Another version I considered would be the spell would be broken on all sleepers if any of them were attacked, but that seems like it leaves too much room for rules-lawyering it. E.g., trying simultaneous attacks, tying them all up and throwing them off a cliff all at once, smacking your own companion with a small attack to wake the rest, and so on. They could all probably be patched, but I think the result would be a multi-paragraph list of conditions like a 3rd edition spell.
One thing that I think is attractive about this, besides having more of a fairy-tale or fantasy feel, is the way it makes Sleep a very different spell, with different purposes, than something like Fireball or Cloud Kill. You always need to think about what you’re going to do when they wake up… are you using it to cover your retreat, give yourself time to burgle the place, pass deeper into the dungeon and figure you’ll deal with them on the way out, or what. You can’t count on clearing the level one sleep spell at a time. And on the flip side, if an enemy spell caster uses sleep on you it’s no longer time to roll up a new character unless the GM is having the monsters be far more merciful than the players ever are.
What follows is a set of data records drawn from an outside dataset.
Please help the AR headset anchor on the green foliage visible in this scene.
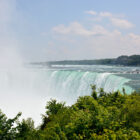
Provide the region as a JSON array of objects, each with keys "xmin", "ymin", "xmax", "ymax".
[
  {"xmin": 0, "ymin": 86, "xmax": 140, "ymax": 140},
  {"xmin": 0, "ymin": 111, "xmax": 21, "ymax": 140}
]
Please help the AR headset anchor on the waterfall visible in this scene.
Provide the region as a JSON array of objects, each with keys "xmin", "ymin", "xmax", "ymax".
[{"xmin": 0, "ymin": 68, "xmax": 133, "ymax": 123}]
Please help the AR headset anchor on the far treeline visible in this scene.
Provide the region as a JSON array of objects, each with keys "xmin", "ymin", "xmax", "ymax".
[
  {"xmin": 0, "ymin": 85, "xmax": 140, "ymax": 140},
  {"xmin": 43, "ymin": 55, "xmax": 140, "ymax": 66}
]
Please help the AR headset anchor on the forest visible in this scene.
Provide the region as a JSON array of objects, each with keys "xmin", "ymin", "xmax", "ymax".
[
  {"xmin": 0, "ymin": 85, "xmax": 140, "ymax": 140},
  {"xmin": 41, "ymin": 55, "xmax": 140, "ymax": 66}
]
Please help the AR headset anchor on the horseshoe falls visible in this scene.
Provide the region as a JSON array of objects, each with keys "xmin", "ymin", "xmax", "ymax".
[{"xmin": 0, "ymin": 66, "xmax": 140, "ymax": 124}]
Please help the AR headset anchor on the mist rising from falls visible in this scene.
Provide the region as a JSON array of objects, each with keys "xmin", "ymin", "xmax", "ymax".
[{"xmin": 0, "ymin": 67, "xmax": 132, "ymax": 124}]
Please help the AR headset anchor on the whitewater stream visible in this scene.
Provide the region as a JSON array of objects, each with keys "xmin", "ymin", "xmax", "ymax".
[{"xmin": 0, "ymin": 65, "xmax": 140, "ymax": 124}]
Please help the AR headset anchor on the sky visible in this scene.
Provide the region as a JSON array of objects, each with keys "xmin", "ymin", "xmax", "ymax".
[{"xmin": 0, "ymin": 0, "xmax": 140, "ymax": 61}]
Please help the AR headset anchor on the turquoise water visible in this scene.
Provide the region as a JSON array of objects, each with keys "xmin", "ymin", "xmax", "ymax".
[{"xmin": 0, "ymin": 65, "xmax": 140, "ymax": 124}]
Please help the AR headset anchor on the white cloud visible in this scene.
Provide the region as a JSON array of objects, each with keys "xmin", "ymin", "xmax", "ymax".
[
  {"xmin": 99, "ymin": 12, "xmax": 112, "ymax": 17},
  {"xmin": 85, "ymin": 10, "xmax": 97, "ymax": 15},
  {"xmin": 53, "ymin": 22, "xmax": 108, "ymax": 36},
  {"xmin": 87, "ymin": 10, "xmax": 134, "ymax": 29},
  {"xmin": 110, "ymin": 18, "xmax": 134, "ymax": 29}
]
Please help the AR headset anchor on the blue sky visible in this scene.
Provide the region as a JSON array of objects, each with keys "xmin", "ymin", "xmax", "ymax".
[{"xmin": 0, "ymin": 0, "xmax": 140, "ymax": 61}]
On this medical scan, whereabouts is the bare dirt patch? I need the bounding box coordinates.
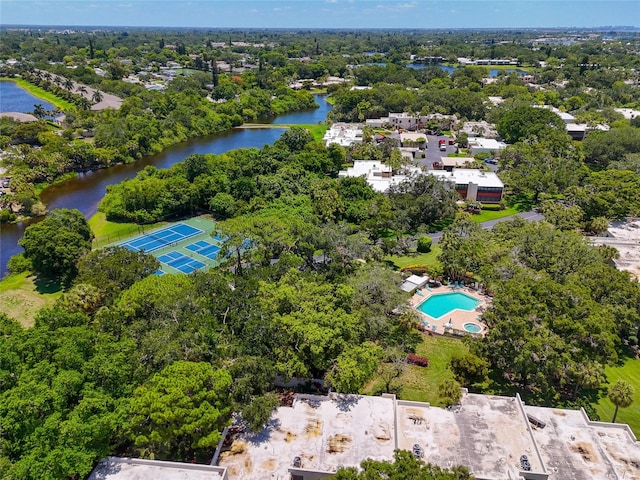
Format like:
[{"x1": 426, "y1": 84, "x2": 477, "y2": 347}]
[
  {"x1": 571, "y1": 442, "x2": 598, "y2": 463},
  {"x1": 327, "y1": 434, "x2": 351, "y2": 453}
]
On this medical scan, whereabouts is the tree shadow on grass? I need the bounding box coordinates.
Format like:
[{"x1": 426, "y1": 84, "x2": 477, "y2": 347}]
[{"x1": 33, "y1": 277, "x2": 62, "y2": 294}]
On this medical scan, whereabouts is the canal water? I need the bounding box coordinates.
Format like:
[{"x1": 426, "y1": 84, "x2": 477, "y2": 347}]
[
  {"x1": 0, "y1": 81, "x2": 55, "y2": 113},
  {"x1": 0, "y1": 90, "x2": 332, "y2": 276}
]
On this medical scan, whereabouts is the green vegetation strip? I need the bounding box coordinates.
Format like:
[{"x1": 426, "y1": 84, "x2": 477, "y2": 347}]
[
  {"x1": 471, "y1": 207, "x2": 519, "y2": 223},
  {"x1": 88, "y1": 212, "x2": 168, "y2": 248},
  {"x1": 596, "y1": 358, "x2": 640, "y2": 438},
  {"x1": 385, "y1": 245, "x2": 442, "y2": 269},
  {"x1": 0, "y1": 78, "x2": 76, "y2": 110},
  {"x1": 364, "y1": 335, "x2": 469, "y2": 406}
]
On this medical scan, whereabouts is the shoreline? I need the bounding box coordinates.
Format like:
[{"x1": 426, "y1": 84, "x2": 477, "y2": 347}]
[{"x1": 0, "y1": 77, "x2": 76, "y2": 110}]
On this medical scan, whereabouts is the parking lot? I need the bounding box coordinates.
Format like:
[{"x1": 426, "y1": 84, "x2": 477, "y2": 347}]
[{"x1": 417, "y1": 135, "x2": 498, "y2": 172}]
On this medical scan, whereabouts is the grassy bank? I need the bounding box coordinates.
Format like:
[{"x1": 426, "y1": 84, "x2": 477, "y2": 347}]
[
  {"x1": 384, "y1": 245, "x2": 442, "y2": 269},
  {"x1": 595, "y1": 358, "x2": 640, "y2": 438},
  {"x1": 0, "y1": 272, "x2": 62, "y2": 328},
  {"x1": 0, "y1": 78, "x2": 76, "y2": 110},
  {"x1": 89, "y1": 212, "x2": 167, "y2": 248},
  {"x1": 364, "y1": 335, "x2": 468, "y2": 406},
  {"x1": 471, "y1": 207, "x2": 520, "y2": 223}
]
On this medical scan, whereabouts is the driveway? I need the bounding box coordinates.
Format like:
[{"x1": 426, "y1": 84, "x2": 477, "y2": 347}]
[{"x1": 417, "y1": 135, "x2": 498, "y2": 172}]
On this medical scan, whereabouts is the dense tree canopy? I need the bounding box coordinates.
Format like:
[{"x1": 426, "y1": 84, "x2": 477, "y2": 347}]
[{"x1": 20, "y1": 209, "x2": 93, "y2": 283}]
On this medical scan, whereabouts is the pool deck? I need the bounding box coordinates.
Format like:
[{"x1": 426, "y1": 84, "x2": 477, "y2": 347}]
[{"x1": 410, "y1": 285, "x2": 491, "y2": 337}]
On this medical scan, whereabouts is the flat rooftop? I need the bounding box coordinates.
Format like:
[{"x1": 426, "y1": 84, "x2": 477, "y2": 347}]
[
  {"x1": 397, "y1": 393, "x2": 544, "y2": 480},
  {"x1": 428, "y1": 168, "x2": 504, "y2": 188},
  {"x1": 218, "y1": 394, "x2": 395, "y2": 480},
  {"x1": 87, "y1": 457, "x2": 227, "y2": 480},
  {"x1": 524, "y1": 405, "x2": 640, "y2": 480}
]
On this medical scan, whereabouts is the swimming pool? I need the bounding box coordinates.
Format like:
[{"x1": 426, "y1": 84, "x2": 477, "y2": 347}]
[{"x1": 417, "y1": 292, "x2": 480, "y2": 318}]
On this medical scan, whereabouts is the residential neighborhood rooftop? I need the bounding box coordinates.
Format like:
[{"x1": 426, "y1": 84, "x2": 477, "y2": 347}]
[
  {"x1": 428, "y1": 168, "x2": 504, "y2": 188},
  {"x1": 338, "y1": 160, "x2": 422, "y2": 192}
]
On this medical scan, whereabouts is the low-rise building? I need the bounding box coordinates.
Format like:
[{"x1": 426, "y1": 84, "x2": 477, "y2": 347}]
[
  {"x1": 460, "y1": 120, "x2": 498, "y2": 138},
  {"x1": 468, "y1": 137, "x2": 507, "y2": 155},
  {"x1": 428, "y1": 168, "x2": 504, "y2": 203},
  {"x1": 614, "y1": 108, "x2": 640, "y2": 120},
  {"x1": 218, "y1": 390, "x2": 640, "y2": 480},
  {"x1": 338, "y1": 160, "x2": 422, "y2": 192},
  {"x1": 440, "y1": 157, "x2": 476, "y2": 172},
  {"x1": 400, "y1": 132, "x2": 429, "y2": 149},
  {"x1": 322, "y1": 122, "x2": 362, "y2": 147},
  {"x1": 87, "y1": 457, "x2": 229, "y2": 480}
]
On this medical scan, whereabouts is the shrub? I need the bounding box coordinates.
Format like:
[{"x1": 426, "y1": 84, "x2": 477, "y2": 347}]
[
  {"x1": 418, "y1": 236, "x2": 433, "y2": 253},
  {"x1": 407, "y1": 353, "x2": 429, "y2": 367}
]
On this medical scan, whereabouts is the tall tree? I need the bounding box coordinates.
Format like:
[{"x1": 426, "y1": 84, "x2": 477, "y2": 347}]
[
  {"x1": 127, "y1": 361, "x2": 231, "y2": 460},
  {"x1": 19, "y1": 208, "x2": 93, "y2": 284}
]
I guess my one worry is whether it’s just too different from the way players are used to using Sleep. The whole reason for using D&D instead of something like Zounds! is because of the instant familiarity and buy-in. There’s definitely a certain amount of tweaking and house-ruling that just the way D&D works, but there’s a point beyond which you might as well play something else, and changing one of the most reliable 1st level spells gives me some pause.